Le Mague : Bonjour Christian, peux-tu te présenter en quelques mots pour ma chronique « Gens du Médoc » ?
Christian Fanelli : Je suis artiste peintre, même si je n’aime pas trop cette appellation. Moi je dis plutôt : je barbouille.

Le Mague : Fanelli, c’est ton blase ou ton nom d’artiste ?
Christian Fanelli : C’est mon vrai nom que j’ai gardé. Ce n’est pas un pseudo.
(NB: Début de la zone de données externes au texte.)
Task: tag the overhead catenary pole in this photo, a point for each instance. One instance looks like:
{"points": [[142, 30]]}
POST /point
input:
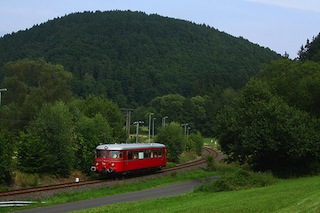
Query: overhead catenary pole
{"points": [[128, 119], [185, 128], [164, 121], [153, 127], [137, 129], [2, 90], [149, 129]]}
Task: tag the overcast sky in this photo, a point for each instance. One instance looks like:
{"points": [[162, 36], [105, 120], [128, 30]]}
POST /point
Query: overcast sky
{"points": [[281, 25]]}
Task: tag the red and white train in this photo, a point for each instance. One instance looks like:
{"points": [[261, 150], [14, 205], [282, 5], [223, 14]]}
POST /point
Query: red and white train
{"points": [[124, 158]]}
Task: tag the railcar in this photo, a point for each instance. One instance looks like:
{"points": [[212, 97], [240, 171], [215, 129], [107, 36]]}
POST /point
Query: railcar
{"points": [[124, 158]]}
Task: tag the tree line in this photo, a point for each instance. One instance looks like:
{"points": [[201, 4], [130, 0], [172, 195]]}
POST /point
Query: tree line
{"points": [[273, 125]]}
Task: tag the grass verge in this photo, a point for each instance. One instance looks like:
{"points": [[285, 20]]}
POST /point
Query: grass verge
{"points": [[295, 195]]}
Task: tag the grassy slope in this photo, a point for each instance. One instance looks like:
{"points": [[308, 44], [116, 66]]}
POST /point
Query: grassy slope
{"points": [[296, 195]]}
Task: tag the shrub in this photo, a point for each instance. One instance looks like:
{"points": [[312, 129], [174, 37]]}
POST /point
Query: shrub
{"points": [[241, 179]]}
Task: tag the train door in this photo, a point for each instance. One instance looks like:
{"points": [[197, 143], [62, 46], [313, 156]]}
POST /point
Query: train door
{"points": [[128, 155]]}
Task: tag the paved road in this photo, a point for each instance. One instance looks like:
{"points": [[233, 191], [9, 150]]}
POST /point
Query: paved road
{"points": [[163, 191]]}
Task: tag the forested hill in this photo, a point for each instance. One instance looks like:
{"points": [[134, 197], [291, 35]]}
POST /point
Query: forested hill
{"points": [[133, 57]]}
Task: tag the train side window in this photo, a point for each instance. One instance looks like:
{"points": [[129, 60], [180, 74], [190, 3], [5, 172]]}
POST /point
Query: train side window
{"points": [[146, 154], [99, 153], [136, 155], [129, 155], [141, 154], [113, 154]]}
Le Mague : En tout cas, il a des consonances ritales à la Cavana de l’autre côté de la Méditerranée. Comment te situes-tu entre les deux rives si culturellement diamétralement opposées ?
Christian Fanelli : Je dis souvent que je suis un italien du Médoc. J’adore cette région. Mes parents étaient italiens.

Le Mague : Mais punaise, ma parole, si je m’abuse Fanelli en italien, ça veut dire linotte. Mon petit doigt me souffle, on dit tête de linotte pour désigner une personne étourdie.
Christian Fanelli : Ah je ne savais pas. Tu m’auras appris quelque chose !
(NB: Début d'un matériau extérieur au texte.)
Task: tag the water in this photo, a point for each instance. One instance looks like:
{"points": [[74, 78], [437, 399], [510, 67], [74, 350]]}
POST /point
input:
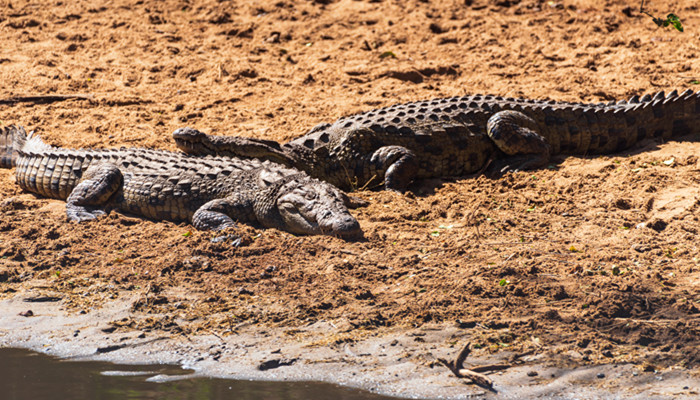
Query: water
{"points": [[25, 375]]}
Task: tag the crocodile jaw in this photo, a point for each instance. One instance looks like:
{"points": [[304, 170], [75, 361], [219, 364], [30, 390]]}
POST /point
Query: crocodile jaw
{"points": [[312, 207]]}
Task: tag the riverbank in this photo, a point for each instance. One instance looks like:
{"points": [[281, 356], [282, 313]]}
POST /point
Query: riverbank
{"points": [[393, 363], [592, 260]]}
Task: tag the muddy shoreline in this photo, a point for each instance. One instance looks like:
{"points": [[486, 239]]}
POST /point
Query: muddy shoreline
{"points": [[390, 363]]}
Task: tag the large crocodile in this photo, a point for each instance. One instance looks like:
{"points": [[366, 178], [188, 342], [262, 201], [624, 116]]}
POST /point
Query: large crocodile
{"points": [[459, 135], [209, 192]]}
Le Mague : Venons-en aux choses sérieuses. Comment et pourquoi t’es-tu installé dans le Médoc ?
Christian Fanelli : Je suis né ici. Après mon service militaire, je suis parti sur Lyon. Je suis revenu en 1990 pour redécouvrir mon lieu de naissance. J’avais commencé la peinture à Lyon et je me suis dit, pourquoi pas continuer ici.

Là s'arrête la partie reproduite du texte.